L'appartement

Notre appartement ressemble à une sphère.

Ses trois pièces disposées en arc de cercle s'ouvrent sur l'extérieur, s'avancent ainsi vers la rivière à la façon d'une parenthèse allongée, comme si nous étions sur un promontoire permettant de parler aux poissons.


Dans la cuisine, c'est une lumière franche et chaude, méridionale, qui baigne les basilics et la vaisselle.
On s'y sent en vie, en activité, travailleurs paisibles vêtus d'une vieillesse cousue par le café, le gaz et le savon.
Les plantes sont légion : placées en haut des placards et dans les angles, elles touchent le plafond, tombent sur le frigo et l'évier.
Qu'il est agréable d'ouvrir les yeux sur une forêt d'habitudes, d'écarter leurs lianes plutôt qu'un rideau de perles.
On y reste souvent pour comploter sous le soleil.

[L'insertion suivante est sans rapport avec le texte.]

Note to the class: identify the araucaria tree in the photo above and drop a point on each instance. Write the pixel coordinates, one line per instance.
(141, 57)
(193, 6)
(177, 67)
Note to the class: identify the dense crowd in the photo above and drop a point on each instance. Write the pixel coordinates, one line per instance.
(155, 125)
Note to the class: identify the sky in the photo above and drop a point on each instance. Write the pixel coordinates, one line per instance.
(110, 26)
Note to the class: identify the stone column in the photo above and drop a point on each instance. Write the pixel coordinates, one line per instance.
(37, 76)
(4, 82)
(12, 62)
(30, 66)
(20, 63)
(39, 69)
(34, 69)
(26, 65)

Dans le salon, la plus grande pièce, c'est une lumière pleine d'équilibre, de rondeur mais, à partir d'une certaine heure, il s'agit d'allumer une pierre rouge à côté du miroir et de communier parmi les livres, d'écouter le bruissement du soir ou de rêver aux arabesques sur les tapis (le halo de la pierre rouge ressemble à l'haleine du corail).
Nous y côtoyons un peuple de plantes et j'aime particulièrement le kokedama, petite planète ovale en terre de ketoh tapissée de mousse et corsetée par du fil de nylon sur laquelle s'élève une tige aux fleurs rose pâle. Ses racines commencent à se sentir à l'étroit ; ce sera un crève-cœur de le rempoter, mais c'est ainsi lorsqu'on fabrique la planète des autres.
Les plantes les plus grandes penchent leurs feuilles vertes et grasses sur la table basse et sur les mains qui boivent la tisane ou le vin (je crois en leur bienveillance).

La chambre semble toujours traversée par un vent frais et une lumière bleue, irréelle, argentique.
Aucun rideau n'est suspendu à sa fenêtre mais j'en vois pourtant un qui ondule légèrement.
Une petite salle d'eau lui est contiguë (on y vient parfumer et peindre ses secrets).
La fougère qui habite le toit de la garde-robe ressemble à une sorcière échevelée. Ses pattes velues progressent à l'aveugle. Son envergure est tendre. C'est un des seuls êtres dont l'expansion me paraît innocente.

En face de l'appartement, à quelques mètres, la rivière d'amande ou de givre s'écoule.
On entend son courant tout le jour et toute la nuit, comme une bande magnétique, comme une respiration, même lorsqu'il est doux et que nos hublots sont fermés.
J'ai toujours connu cette rivière. Elle est bordée par une zone limoneuse de vignes sauvages et d'espèces amphibies. Ses eaux me disent lorsque la neige a fondu plus haut dans la vallée.
Lilou veut que je demande à la mairie d'élaguer quelques arbres afin qu'on la voie encore mieux.
J'imagine parfois que la vague de lumière bleue submergeant notre chambre provient de l'esprit de la rivière gelée, lequel s'envole en volutes et pénètre les foyers chaque hiver.
Je n'ai jamais ressenti le besoin de voyager.